The conceptual aspect of the experience portraited in vigorous fashion the absolute separation between whites and Black people back before the civil war, the film manages to emphasize this perfectly, and the latent contempt of whites for Blacks is perfectly visible. As the saying ‘first impression matters’, the film certainly catches your attention right away at the opening scene, within the sound of a unique vivid soundtrack, Dr. Schultz meets with its co-protagonist Django in a very unique fashion. Both protagonists pave their journey in the movie within business partners. The Dr. is a bounty hunter as needs to find a trio of bandits known as the ‘Little Brothers’, in which Django knows really well. Therefore, Django becomes a bounty hunter and rides a horse. The despair and fear of people seeing a Black man on a horse is overwhelming. This fear on the part of whites of a Black man being above them is once again quite evident all the time. And this is easily perceived by the character of Leonardo DiCaprio, a farmer slave master, who even wonders why Black people don’t revolt, after all, there are many more of them there (on the farm) than whites.
DiCaprio, however, finds the answer in a suspicious science, which says that Blacks people have skull marks that dedicate them to servitude. This is another point that made me think, as slavery over time was becoming more and more justified. Prisoners of war, people of another race/color, people without God in their hearts… and this scientific motive can easily join this list of fallacies that seek to justify a heinous act of owning a human being.

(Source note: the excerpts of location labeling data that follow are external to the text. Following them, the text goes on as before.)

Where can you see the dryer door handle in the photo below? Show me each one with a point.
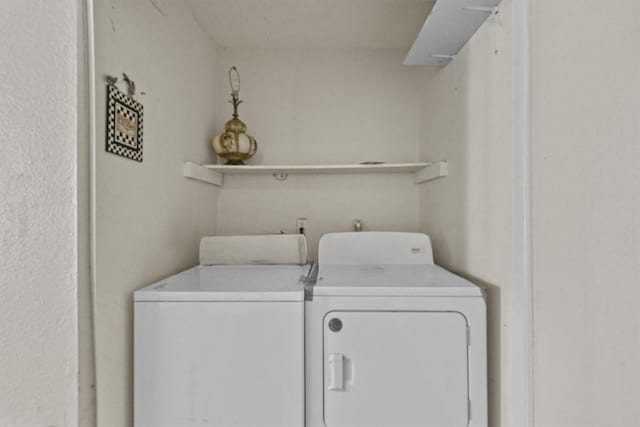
(336, 372)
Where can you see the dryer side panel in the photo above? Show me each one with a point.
(391, 368)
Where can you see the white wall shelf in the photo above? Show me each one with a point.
(449, 27)
(214, 174)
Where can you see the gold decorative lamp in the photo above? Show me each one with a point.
(234, 145)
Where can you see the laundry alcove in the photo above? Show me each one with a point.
(323, 83)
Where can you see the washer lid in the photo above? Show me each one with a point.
(230, 283)
(391, 280)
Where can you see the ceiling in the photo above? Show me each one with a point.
(324, 24)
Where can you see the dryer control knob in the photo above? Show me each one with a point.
(335, 324)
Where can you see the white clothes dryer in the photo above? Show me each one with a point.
(392, 340)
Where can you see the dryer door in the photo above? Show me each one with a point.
(395, 369)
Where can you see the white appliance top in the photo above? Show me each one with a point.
(230, 283)
(375, 247)
(391, 280)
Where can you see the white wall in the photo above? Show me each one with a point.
(38, 239)
(150, 218)
(466, 120)
(322, 107)
(586, 210)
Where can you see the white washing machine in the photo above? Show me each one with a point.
(392, 340)
(223, 345)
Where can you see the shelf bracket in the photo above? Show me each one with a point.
(492, 10)
(433, 171)
(196, 172)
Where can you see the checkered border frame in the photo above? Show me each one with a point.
(114, 97)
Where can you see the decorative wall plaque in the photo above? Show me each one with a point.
(124, 124)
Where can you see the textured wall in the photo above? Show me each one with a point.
(466, 119)
(38, 279)
(323, 107)
(586, 212)
(150, 218)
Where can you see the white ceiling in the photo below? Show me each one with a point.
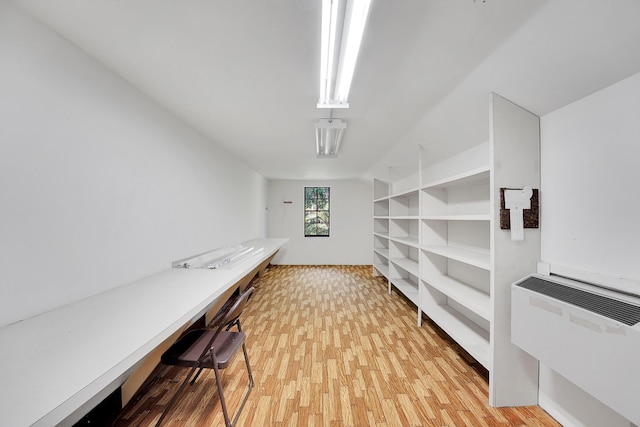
(245, 72)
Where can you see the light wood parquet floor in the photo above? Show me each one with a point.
(329, 346)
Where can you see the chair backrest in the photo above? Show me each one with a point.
(228, 314)
(238, 306)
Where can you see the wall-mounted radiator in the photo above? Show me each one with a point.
(587, 334)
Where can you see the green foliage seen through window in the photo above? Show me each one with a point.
(316, 211)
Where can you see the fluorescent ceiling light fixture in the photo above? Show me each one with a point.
(343, 23)
(329, 134)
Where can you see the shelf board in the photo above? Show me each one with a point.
(409, 241)
(383, 269)
(470, 336)
(406, 193)
(467, 178)
(407, 264)
(458, 217)
(475, 258)
(473, 299)
(392, 217)
(382, 251)
(408, 288)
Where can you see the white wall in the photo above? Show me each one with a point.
(351, 233)
(589, 208)
(99, 186)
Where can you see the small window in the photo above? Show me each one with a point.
(316, 211)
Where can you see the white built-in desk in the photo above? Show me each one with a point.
(56, 366)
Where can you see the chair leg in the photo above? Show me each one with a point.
(196, 377)
(223, 403)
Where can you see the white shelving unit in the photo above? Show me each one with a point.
(441, 245)
(456, 249)
(380, 228)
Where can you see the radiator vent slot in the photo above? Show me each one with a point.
(621, 311)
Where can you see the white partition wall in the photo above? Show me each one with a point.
(441, 245)
(589, 152)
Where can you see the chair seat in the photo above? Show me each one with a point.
(187, 350)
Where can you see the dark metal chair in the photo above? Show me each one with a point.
(212, 348)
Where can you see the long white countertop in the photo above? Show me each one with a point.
(58, 362)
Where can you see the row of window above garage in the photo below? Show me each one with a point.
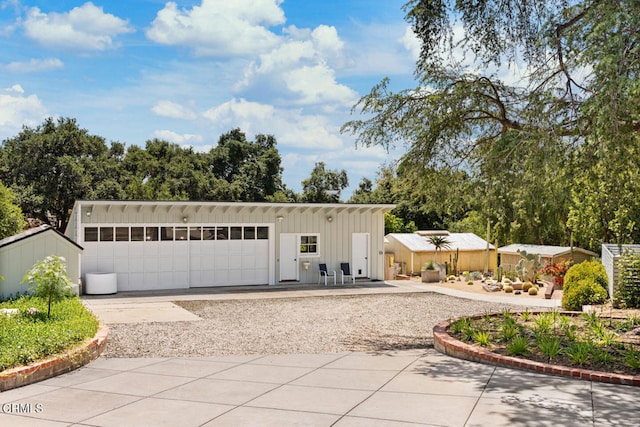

This subservience is completely rejected by Django who begins a wave of revenge, with a lot of gunfire, scattered guts, explosions and a whole lot of fake blood! In that sense it is undeniable that Tarantino is a master. No one can create such interesting and captivating violence as he can. It was never so funny to watch that dramatic gore, and not because it is exaggerated, but because it was intended to look funny. And it really makes you thinking, how these types of scenes can be so funny, I’ve never felt that way!
Django Unchained is such an overwhelming experience, in a great way of course! It is a very long movie, but everything is perfect, the film starts right away with a jaw dropping cast, not mentioning on the multi-millionaire budget, in which certainly half of it was solely dedicated to fake blood purchases. It is the ultimate bundle, an extremely fruitful historical context into a mentally defying concept/ideal challenge acted by absurdly talented legends of Hollywood history at an actual real time social dilemma of on-going social barriers that actually portrayed it in a very interesting and joyful almost three-hour life changing experience. Wow, let me take a breather. Now that I’ve regained my breath, just please, watch it before you die!